Battles. Partie 1. Winger harcèle Paul. Interrogatoire et dureté.
Winger se tut un instant puis reprit, rageur:
-Alors, ces explications ?
-Je vous les ai données, Instructeur.
-Je n'ai pas saisi.
-Je n’ai rien contre les ouvriers qui sont sur cette chaîne de montage, quels qu'ils soient, ni contre les contremaîtres...
-Si, tu t'estimes au-dessus d'eux.
-Non !
-Détenu, tu te demandes s'il ne manque pas quelque chose à la fin de tes phrases ? Tu as raison. Termine-les par « Instructeur Winger ».
-Oui, Instructeur Winger.
-Tu es prévu pour l'usine de montage, alors fais ce qu'on te demande. C'est compris ?
Paul se mordit les lèvres. La position debout le lassait Paul. Winger le voyait mais ne changeait rien.
-Bref. Tes rapports avec la gardienne Xest sont bons ?
-Ils le sont, Instructeur Winger.
-Elle a rédigé plusieurs rapports sur toi. Les premiers montraient une évolution normale de ton état. Le dernier est négatif. Elle signale un manque de courtoisie. La politesse est importante, détenu.
-Instructeur, je suis poli avec la gardienne Xest.
-Elle fait erreur alors ?
-Non, c'est une chienne. Je la traite comme telle.
Il y eut un silence. De nouveau, Paul se sentit transpercé par le regard du jeune homme.

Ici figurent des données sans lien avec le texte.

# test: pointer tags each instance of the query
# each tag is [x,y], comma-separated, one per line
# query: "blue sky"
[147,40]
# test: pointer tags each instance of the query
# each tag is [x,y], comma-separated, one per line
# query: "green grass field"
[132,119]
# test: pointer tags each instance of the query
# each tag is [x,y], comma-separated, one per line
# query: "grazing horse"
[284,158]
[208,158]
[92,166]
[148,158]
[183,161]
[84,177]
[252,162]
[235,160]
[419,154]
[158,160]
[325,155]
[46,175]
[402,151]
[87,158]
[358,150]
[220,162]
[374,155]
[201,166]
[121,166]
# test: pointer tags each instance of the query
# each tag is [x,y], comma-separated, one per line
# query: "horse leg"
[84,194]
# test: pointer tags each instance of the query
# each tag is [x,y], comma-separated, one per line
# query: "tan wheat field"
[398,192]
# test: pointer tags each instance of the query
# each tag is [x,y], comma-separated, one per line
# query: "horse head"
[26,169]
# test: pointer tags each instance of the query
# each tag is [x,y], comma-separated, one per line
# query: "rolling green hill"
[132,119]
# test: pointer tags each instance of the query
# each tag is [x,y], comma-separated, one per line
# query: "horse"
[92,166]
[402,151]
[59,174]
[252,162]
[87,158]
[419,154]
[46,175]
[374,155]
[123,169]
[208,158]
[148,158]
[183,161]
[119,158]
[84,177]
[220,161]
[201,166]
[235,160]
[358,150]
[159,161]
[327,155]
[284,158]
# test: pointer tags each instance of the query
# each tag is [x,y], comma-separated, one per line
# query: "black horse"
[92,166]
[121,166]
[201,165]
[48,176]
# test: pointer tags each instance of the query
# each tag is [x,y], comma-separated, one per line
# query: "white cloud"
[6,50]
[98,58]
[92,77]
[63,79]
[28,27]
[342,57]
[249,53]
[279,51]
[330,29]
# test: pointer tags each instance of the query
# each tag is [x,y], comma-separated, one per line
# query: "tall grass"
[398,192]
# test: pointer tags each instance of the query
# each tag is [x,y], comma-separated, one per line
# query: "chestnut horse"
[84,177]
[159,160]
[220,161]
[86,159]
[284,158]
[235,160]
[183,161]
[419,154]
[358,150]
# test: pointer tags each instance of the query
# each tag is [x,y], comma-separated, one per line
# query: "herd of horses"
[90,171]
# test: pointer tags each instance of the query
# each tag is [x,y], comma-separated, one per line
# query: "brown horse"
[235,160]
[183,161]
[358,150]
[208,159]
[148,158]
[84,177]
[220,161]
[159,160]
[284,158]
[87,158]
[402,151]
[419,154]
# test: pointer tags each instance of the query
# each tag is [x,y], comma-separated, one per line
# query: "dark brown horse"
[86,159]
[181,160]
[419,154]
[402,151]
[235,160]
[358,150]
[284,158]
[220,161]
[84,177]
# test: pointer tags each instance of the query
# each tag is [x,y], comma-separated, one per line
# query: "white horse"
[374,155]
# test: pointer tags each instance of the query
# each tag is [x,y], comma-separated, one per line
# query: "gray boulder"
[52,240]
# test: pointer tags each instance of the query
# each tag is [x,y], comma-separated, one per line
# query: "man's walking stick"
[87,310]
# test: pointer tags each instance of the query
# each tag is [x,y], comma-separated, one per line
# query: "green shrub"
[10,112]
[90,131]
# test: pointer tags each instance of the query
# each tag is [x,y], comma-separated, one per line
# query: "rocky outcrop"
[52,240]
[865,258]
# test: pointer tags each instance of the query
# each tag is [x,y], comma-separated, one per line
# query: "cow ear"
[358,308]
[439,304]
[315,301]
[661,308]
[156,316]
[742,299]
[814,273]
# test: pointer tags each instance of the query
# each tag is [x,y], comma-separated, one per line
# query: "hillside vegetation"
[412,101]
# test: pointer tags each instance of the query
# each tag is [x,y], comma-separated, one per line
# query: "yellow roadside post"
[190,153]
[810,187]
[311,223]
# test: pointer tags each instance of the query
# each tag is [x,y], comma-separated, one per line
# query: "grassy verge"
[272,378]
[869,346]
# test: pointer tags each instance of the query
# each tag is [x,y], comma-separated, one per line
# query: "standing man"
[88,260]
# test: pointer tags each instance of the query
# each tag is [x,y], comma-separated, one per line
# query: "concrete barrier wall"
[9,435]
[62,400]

Celui-ci restait d'un calme olympien mais il était déjà menaçant.
-Fin de phrase ?
-Instructeur.
-Continue.
-C'est une immense prison et je m'interroge sur le nombre de détenus qu'il y a ici, leurs fonctions, la durée de leurs peines. Et puis, je me suis étonné que dans l'aile des politiques où tout est silencieux, il y ait du bruit certaines fois. On malmène des prisonniers. Je me demande si...
Winger lui coupa la parole.
-Un certain nombre de politiques ne sont plus avec toi. Ils ne remplissent pas les critères pour être rééduqués, en conséquence, nous mesurons nos erreurs et les évacuons. Actuellement, vous êtes moins nombreux à mériter d'être redressés.
Paul perdit patience.
-Alors, c'est ainsi ! La nuit, vous condamnez à mort ceux qui ne vous conviennent plus.

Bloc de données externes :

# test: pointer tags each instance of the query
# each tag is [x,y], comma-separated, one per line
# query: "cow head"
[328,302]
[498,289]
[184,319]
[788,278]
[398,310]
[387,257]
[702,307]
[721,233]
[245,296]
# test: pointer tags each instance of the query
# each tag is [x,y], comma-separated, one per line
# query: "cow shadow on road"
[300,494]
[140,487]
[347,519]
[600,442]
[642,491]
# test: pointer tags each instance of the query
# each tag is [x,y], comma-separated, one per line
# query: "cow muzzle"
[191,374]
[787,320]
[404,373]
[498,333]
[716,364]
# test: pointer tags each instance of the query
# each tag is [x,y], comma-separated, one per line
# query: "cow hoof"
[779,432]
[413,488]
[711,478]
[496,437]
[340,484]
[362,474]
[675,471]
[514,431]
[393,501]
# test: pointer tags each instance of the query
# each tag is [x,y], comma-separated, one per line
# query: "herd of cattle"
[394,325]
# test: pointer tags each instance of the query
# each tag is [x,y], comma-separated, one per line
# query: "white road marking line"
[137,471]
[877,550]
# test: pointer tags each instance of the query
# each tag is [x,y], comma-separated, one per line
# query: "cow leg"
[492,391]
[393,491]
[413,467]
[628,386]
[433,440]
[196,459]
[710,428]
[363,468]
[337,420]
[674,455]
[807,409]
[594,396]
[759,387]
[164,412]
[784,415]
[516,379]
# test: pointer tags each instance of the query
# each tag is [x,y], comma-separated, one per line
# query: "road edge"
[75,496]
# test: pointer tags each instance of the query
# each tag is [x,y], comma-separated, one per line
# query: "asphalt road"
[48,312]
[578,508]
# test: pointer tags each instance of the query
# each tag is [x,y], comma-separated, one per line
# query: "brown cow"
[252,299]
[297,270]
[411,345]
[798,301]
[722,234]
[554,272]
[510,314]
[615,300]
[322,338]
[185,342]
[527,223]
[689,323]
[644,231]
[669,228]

-Tu sais que tu mécontentes ?
Paul saisit sa chance.
-Je l'espère !
-Termine tes phrases, DS. Cinquante-huit trois. Deux cent sept neuf. Et ne t'emporte pas, c'est un conseil.
-Ces hommes ont été suicidés, Instructeur.
-On est dans une prison, ici, tu n'es pas au courant ? Rappelle-moi la posologie des médicaments que tu dois prendre.
Paul se tut, hostile.
-Tu disposes d'un écran de télévision qui t'explique comment suivre ton traitement. Tu as un rappel papier dans ta cellule et Xest te donne des consignes. C'est trop difficile ?
Paul soupira, agacé.
-Tu ne les prends plus. Ta gardienne m'écrit qu'à la façon dont tu te déplaces dans les couloirs et en cellule, il est clair que tu t'en passes. Au cas où tu ne le saurais pas, elle est autorisée à regarder ta merde et ça se voit aussi. C'est un acte de liberté ?
-Oui, Instructeur.
-Si tu prenais les traitements adéquats, tu ne te réveillerais pas la nuit. Tu aimes les feintes, toi.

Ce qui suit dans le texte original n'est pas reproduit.